Em meio a uma Páscoa que deve movimentar bilhões no varejo brasileiro, uma mudança silenciosa vem acontecendo fora das prateleiras: o jeito como marcas tentam chamar atenção nas redes. A Arcor decidiu mexer nessa lógica ao transformar o envio de produtos em experiências pensadas para virar conversa — não só postagem.
A iniciativa foi criada em parceria com a faro.ag e parte de um diagnóstico simples do mercado: o excesso de “recebidos” tradicionais perdeu força diante de um público que já reconhece facilmente conteúdos engessados. A resposta foi abrir mão de roteiros e apostar em interações mais espontâneas.

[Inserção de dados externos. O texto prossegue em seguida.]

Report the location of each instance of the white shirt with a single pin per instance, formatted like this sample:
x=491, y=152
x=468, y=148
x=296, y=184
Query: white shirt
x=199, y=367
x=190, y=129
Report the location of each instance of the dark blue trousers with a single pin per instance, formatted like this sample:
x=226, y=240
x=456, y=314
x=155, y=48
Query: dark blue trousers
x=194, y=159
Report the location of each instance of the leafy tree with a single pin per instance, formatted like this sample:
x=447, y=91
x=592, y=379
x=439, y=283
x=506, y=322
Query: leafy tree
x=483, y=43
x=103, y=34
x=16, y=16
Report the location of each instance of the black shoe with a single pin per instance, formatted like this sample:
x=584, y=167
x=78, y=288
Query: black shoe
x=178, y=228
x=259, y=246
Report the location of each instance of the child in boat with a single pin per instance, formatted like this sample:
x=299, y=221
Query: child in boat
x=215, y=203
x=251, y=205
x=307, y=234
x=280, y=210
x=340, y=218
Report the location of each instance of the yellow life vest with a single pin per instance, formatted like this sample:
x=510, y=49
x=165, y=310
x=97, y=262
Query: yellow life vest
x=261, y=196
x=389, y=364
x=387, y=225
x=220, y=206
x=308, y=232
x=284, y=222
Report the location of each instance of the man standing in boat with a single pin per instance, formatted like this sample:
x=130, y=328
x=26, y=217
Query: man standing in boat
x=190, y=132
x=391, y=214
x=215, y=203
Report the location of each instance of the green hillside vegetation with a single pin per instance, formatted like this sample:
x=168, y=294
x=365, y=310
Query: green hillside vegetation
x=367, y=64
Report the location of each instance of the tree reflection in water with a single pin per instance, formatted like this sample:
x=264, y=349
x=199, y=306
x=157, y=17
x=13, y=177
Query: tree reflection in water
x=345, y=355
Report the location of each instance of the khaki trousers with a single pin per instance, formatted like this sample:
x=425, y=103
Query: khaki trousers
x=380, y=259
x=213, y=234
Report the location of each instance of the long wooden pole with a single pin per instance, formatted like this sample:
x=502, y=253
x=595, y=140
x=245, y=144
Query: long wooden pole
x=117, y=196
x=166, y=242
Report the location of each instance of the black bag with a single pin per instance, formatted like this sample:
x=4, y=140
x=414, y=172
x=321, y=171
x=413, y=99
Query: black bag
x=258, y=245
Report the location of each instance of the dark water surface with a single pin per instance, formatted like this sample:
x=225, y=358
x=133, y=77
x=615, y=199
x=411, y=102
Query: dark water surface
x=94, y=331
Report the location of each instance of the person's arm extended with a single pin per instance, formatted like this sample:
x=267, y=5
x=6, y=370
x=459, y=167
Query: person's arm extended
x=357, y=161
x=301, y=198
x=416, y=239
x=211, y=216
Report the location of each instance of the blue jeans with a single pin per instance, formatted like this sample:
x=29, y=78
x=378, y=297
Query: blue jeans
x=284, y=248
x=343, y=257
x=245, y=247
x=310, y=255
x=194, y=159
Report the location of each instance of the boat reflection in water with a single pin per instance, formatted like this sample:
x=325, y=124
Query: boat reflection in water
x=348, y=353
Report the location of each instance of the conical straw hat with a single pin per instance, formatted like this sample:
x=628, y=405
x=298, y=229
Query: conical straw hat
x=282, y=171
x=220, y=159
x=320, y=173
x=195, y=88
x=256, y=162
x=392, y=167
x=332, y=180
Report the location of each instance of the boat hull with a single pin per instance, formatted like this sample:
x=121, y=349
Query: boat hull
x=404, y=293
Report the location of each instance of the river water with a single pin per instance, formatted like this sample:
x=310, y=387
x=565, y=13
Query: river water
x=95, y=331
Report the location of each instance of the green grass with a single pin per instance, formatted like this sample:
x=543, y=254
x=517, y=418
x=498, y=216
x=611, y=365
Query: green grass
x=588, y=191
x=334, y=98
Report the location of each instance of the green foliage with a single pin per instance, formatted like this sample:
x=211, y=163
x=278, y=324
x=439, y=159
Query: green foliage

Na prática, isso significa kits de Páscoa desenhados para serem usados, interpretados e até “brincados”, antes mesmo de serem consumidos. A ideia é que o conteúdo nasça do uso real, não de uma entrega pronta. “Mais do que enviar produtos, queremos criar experiências que inspirem interpretações únicas e relevantes”, afirma Carolina Hisayasu, da faro.ag.

A estratégia foi dividida em dois caminhos, de acordo com o público. De um lado, Tortuguita aposta em elementos lúdicos e participação ativa, com embalagens que funcionam como parte da experiência — uma tentativa clara de dialogar com famílias e a geração mais nova. De outro, Bon o Bon segue uma linha mais estética e sensorial, mirando jovens adultos com uma proposta mais ligada a desejo e estilo.

O movimento revela uma tendência maior: o seeding deixa de ser logística e passa a ser linguagem. Em vez de apenas distribuir produtos, marcas tentam criar situações que gerem narrativa própria nas redes — algo mais difícil de controlar, mas potencialmente mais relevante.
Esse reposicionamento acontece em um cenário de alto interesse comercial. Segundo a Confederação Nacional do Comércio, a Páscoa deve gerar cerca de R$ 3,36 bilhões em vendas, com os ovos de chocolate no centro das atenções. É justamente nesse ponto que a disputa por visibilidade se intensifica — e onde estratégias como essa ganham espaço.
No fim, a aposta da Arcor sugere uma leitura direta do comportamento digital atual: não basta aparecer, é preciso dar motivo para que as pessoas queiram contar a história por conta própria.